Pangenome Analysis Pipeline

A Nextflow pipeline for pangenome analysis of bacterial proteomes using CD-HIT, Foldseek, or SwiftOrtho clustering, with UniProt functional annotation and core genome analysis.

What this pipeline does

Merges all your input protein FASTA files into one consolidated file
Clusters similar proteins across all strains using your chosen method
Builds presence/absence matrices (which genes are in which strains)
Identifies core genes — those present in all or most strains
Annotates core and accessory genes using UniProt
Produces plots, tables, and summary statistics

Requirements

You need two things installed before running anything:

Nextflow

curl -s https://get.nextflow.io | bash
sudo mv nextflow /usr/local/bin/
nextflow -version   # should print a version number

Conda (Miniconda is fine)

Download from: https://docs.conda.io/en/latest/miniconda.html
All Python packages are installed automatically by the pipeline on first run. You do not need to install anything else manually.

Pipeline directory structure

Your pipeline folder should look like this before running:

pipeline/
├── main.nf
├── modules.nf
├── nextflow.config        ← this is where you change settings
├── envs/
│   ├── pangenome_env.yml
│   ├── goatools_env.yml
│   └── swiftortho_env.yml
├── scripts/               ← all Python scripts live here
├── fasta_foldseek/        ← your input FASTA files go here
└── my_proteome_metadata.tsv

Input files you need to provide

1. Protein FASTA files (required)

One .fasta, .faa, or .fa file per strain, all in the same directory. The pipeline reads all files in that directory automatically.

fasta_foldseek/
├── UP000000377.fasta
├── UP000000428.fasta
└── ...

2. Proteome metadata file (required)

A tab-separated file with one row per strain. Example:

Proteome_ID    Organism                     Strain
UP000000377    Streptomyces coelicolor      A3(2)
UP000000428    Streptomyces avermitilis     MA-4680

How to change settings

All settings are in nextflow.config. Open it in any text editor. The most important ones are near the top under params:

params {
    name_prefix            = 'Strep'          // prefix on all output files
    raw_input_directory    = "${params.baseDir}/fasta_foldseek"
    proteome_metadata_file = "${params.baseDir}/my_proteome_metadata.tsv"
    clustering_method      = "cdhit"          // cdhit | foldseek | swiftortho | all
    database               = "uniprot"        // uniprot | ncbi
    threads                = 12               // CPU threads to use
    cdhit_identity         = 0.65             // CD-HIT identity threshold (0–1)
    cdhit_coverage         = 0.75             // CD-HIT coverage threshold (0–1)
}

You can also override any setting on the command line without editing the file — just add --parameter_name value:

nextflow run main.nf --threads 24 --cdhit_identity 0.70

Command line values always take priority over nextflow.config.

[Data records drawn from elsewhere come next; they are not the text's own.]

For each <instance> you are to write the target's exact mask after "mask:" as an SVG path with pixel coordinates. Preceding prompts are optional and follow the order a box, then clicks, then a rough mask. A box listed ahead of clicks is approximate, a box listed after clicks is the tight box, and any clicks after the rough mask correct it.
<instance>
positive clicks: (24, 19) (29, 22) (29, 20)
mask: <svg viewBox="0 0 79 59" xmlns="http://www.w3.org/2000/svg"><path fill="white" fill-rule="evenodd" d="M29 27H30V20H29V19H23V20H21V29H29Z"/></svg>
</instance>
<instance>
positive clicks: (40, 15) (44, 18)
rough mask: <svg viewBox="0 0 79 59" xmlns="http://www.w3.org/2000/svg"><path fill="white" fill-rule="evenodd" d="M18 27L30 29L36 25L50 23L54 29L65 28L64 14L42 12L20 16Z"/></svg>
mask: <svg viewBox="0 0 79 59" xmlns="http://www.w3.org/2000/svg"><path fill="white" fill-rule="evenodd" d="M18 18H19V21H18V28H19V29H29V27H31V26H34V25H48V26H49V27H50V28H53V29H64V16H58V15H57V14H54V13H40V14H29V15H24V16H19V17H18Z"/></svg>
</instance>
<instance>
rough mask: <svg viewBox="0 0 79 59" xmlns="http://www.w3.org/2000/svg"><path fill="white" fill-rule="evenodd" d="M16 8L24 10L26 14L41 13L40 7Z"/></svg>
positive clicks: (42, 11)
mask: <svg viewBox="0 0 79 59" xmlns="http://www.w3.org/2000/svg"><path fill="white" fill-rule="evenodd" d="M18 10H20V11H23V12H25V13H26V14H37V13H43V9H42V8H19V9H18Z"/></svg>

How conda environments work

You do not need to create or activate any conda environment yourself. When you run the pipeline for the first time, Nextflow reads the .yml files in envs/ and builds the environments automatically. This happens once and takes about several minutes. Every subsequent run reuses the cached environments instantly.

The environments are saved to .conda_cache/ inside your working directory. If you delete that folder, Nextflow rebuilds them on the next run.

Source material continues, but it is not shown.